No one loves the modern world more than I do, I love reading and making art and having a beer or two (OK, maybe three) with friends, but the true costs of it, of everything, especially this newest one, computers and the internet, have all been purposely hidden, so that we're never apprised of what its real costs are now, never mind what further costs are to be extracted in the future. And if we don't know the costs, how can we ever answer the question, "Is the price we're being asked to pay worth it?"
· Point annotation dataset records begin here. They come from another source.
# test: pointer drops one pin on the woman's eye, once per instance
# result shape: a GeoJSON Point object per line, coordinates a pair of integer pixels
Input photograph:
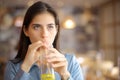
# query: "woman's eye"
{"type": "Point", "coordinates": [36, 27]}
{"type": "Point", "coordinates": [51, 26]}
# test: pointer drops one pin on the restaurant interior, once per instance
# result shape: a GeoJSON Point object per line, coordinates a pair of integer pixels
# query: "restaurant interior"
{"type": "Point", "coordinates": [90, 30]}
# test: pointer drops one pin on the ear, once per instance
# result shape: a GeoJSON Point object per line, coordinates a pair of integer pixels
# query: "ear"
{"type": "Point", "coordinates": [25, 31]}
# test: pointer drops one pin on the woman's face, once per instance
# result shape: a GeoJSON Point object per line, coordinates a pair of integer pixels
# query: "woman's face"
{"type": "Point", "coordinates": [42, 28]}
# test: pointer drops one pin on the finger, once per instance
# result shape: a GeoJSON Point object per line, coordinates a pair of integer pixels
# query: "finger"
{"type": "Point", "coordinates": [35, 45]}
{"type": "Point", "coordinates": [56, 59]}
{"type": "Point", "coordinates": [60, 64]}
When it's firing on all cylinders, it certainly seems it, huh? But as it starts to sputter, as we look to the future and wonder what it holds, it doesn't' help to have one of the people that are the most adamant about climate change being human induced, to say that, "if people are wrongly led to believe that peak oil is a worse event than climate change, then it is unlikely people will make the changes necessary to transition away from fossil fuels" as a reason to simply pretend the concept of peak oil is unfounded, when Jim Hansen, the believer of both, states otherwise, then the same question I raised concerning modernity, and the fictional utopia, becomes relevant. Because, unlike weather events, that no one can ever say this or that weather event is directly related to climate change, changes in economies and energy equations can be directly related to peak oil, so that although peak oil may not be, as Scribbler states, a worse event than climate change, the fact is that in their lives, and how it impacts their lives, peak oil is a much more immediate and dire event than climate change. So now that we've moved electric generation away from oil, unearthed and burned vast quantities of coal, doubling its output since the turn of the century, spent the last generation building coal-burning power plants in India and China, not to mention in the US of A, NOW you say there's no such thing as Peak Oil? Then why didn't we just keep burning that?
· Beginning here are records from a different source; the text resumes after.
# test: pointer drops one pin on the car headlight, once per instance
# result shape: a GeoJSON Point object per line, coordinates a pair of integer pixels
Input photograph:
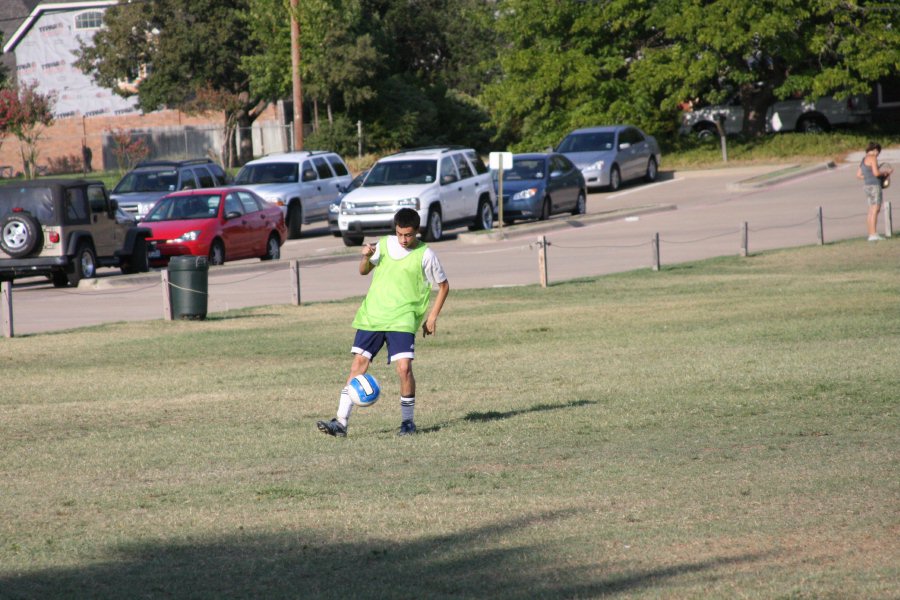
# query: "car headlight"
{"type": "Point", "coordinates": [525, 194]}
{"type": "Point", "coordinates": [274, 199]}
{"type": "Point", "coordinates": [188, 236]}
And lastly, it seems to me, that since, in the Arctic, the loss of the albedo effect means that the earth now absorbs ever more solar radiation instead of reflecting it back into space, the fact that solar collectors are specifically designed to do that exact same thing, I would argue, does not bode well. For the earth, which is the basis of many of Scribbler's arguments, is a closed system, so if you're absorbing solar radiation instead of reflecting it back into space via a solar panel, you're still absorbing it and not reflecting it back into space, that is, in fact, the whole reason to install a solar panel, the net result of which will be to make the temperature of said earth increase, whether it's by loss of albedo effect or a solar panel effect, the only difference being that then, at least, we'll be getting to use that energy to our own advantage, instead of  having it melt polar icecaps. My argument being, however, that if you look at said use now, and the enormous, ENORMOUS, amount of it that is simply wasted, by doing things we otherwise would never do in places we would otherwise never do them, then although the resultant warming will, admittedly, not be as concentrated so much in such a fragile place as the Arctic, it will nevertheless still occur, only now it will be not only more widespread, but worse, because the addition of all the CO2, that was created in the production of that vast array of solar arrays, will have been added to the atmosphere beforehand. In other words, like every other so-called attempt to mitigate the problem, such as ethanol and biodiesel, it will accelerate climate change, not ameliorate it.

Therefore, because it supports the same never-ending growth paradigm, in both population and energy production that's gotten us into the conundrum we are now faced with, joining up with the climate change deniers in also denying peak oil will only exacerbate an already intractable problem.